Ao desembarcar no Aeroporto Schiphol, em Amsterdã, Delcy afirmou que o território disputado possui valor histórico para os venezuelanos.
“A Venezuela demonstrou, em cada etapa histórica, o que esse território significa para nós desde que nascemos como República”, declarou.
A região de Essequibo possui cerca de 160 mil quilômetros quadrados e concentra reservas de ouro, diamantes, madeira e outros recursos naturais, além de estar próxima de importantes áreas petrolíferas no litoral da Guiana.
O impasse territorial entre os dois países dura mais de um século. A atual fronteira foi definida em arbitragem internacional realizada em 1899, favorável à então Guiana Britânica. Caracas, porém, contesta o resultado e sustenta que o território pertence historicamente à Venezuela desde o período colonial espanhol.
O tema voltou a ganhar força após o regime de Nicolás Maduro recolocar a disputa no centro da política venezuelana a partir do segundo semestre de 2023.
Durante as audiências, a Venezuela pretende defender a validade do Acordo de Genebra de 1966, tratado firmado entre Venezuela, Reino Unido e Guiana Britânica que reconheceu oficialmente a existência da disputa territorial e estabeleceu negociações diplomáticas como caminho para solução do conflito.

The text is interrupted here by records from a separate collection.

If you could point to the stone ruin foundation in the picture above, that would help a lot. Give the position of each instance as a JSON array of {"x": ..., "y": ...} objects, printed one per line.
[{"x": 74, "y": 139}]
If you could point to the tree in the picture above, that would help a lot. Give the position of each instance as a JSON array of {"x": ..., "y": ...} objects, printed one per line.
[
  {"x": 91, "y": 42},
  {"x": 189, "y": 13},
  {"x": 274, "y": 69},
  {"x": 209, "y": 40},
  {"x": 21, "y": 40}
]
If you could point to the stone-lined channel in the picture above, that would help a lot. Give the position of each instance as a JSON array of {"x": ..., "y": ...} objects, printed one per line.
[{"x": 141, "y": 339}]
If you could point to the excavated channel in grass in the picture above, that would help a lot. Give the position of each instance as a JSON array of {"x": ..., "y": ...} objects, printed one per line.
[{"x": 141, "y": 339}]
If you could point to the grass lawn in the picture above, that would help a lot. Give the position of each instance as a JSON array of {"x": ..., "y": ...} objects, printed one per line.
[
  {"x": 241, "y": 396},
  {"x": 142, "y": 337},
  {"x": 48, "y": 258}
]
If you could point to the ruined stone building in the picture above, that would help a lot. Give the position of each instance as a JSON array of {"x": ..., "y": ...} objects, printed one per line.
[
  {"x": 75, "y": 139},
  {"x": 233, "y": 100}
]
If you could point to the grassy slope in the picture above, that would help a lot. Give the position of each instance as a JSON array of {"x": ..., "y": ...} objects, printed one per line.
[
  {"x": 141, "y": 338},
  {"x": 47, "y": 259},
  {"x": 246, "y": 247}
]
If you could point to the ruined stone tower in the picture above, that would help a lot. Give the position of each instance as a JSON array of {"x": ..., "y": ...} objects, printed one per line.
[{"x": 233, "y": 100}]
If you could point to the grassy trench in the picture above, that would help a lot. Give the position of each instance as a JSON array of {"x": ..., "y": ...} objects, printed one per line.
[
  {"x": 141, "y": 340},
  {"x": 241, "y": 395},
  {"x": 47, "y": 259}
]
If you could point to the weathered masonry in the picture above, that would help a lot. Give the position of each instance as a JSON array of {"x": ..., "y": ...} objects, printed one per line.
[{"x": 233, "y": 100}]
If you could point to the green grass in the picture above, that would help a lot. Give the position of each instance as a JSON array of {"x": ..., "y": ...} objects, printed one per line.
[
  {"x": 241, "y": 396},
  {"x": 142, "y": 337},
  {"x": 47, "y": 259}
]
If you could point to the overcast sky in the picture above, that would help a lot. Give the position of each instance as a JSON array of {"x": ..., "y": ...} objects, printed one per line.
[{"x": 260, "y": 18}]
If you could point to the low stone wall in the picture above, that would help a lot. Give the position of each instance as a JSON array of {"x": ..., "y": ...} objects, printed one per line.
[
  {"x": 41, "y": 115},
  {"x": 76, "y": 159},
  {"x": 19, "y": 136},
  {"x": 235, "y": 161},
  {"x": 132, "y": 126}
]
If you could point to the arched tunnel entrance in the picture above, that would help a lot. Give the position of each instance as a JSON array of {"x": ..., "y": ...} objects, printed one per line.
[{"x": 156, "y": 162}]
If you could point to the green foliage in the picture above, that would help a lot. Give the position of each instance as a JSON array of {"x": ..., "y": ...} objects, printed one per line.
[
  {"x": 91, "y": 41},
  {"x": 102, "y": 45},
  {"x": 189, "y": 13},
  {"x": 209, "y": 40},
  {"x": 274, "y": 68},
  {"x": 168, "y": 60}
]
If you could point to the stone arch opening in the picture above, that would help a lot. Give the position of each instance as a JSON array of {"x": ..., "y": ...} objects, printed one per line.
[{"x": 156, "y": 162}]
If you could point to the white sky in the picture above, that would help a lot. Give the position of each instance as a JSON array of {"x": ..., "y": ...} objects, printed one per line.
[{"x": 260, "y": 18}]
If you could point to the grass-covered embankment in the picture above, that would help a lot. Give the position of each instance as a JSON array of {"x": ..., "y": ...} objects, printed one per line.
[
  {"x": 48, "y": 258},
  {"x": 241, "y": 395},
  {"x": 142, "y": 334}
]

“Aqui estamos chegando para defender a majestade e a vigência do Acordo de Genebra”, afirmou Delcy Rodríguez ao chegar à Holanda.
A Guiana, por outro lado, pede à Corte Internacional de Justiça que confirme a validade da arbitragem de 1899 como definição definitiva da fronteira entre os países. O processo foi levado ao tribunal em 2018.
Nas audiências desta semana, o chanceler guianense, Hugh Hilton Todd, afirmou aos juízes que cerca de 70% do território da Guiana está envolvido na disputa.
Apesar da participação venezuelana nas sessões em Haia, Caracas continua afirmando que não reconhece a jurisdição obrigatória da Corte Internacional de Justiça para decidir o mérito da questão sobre Essequibo.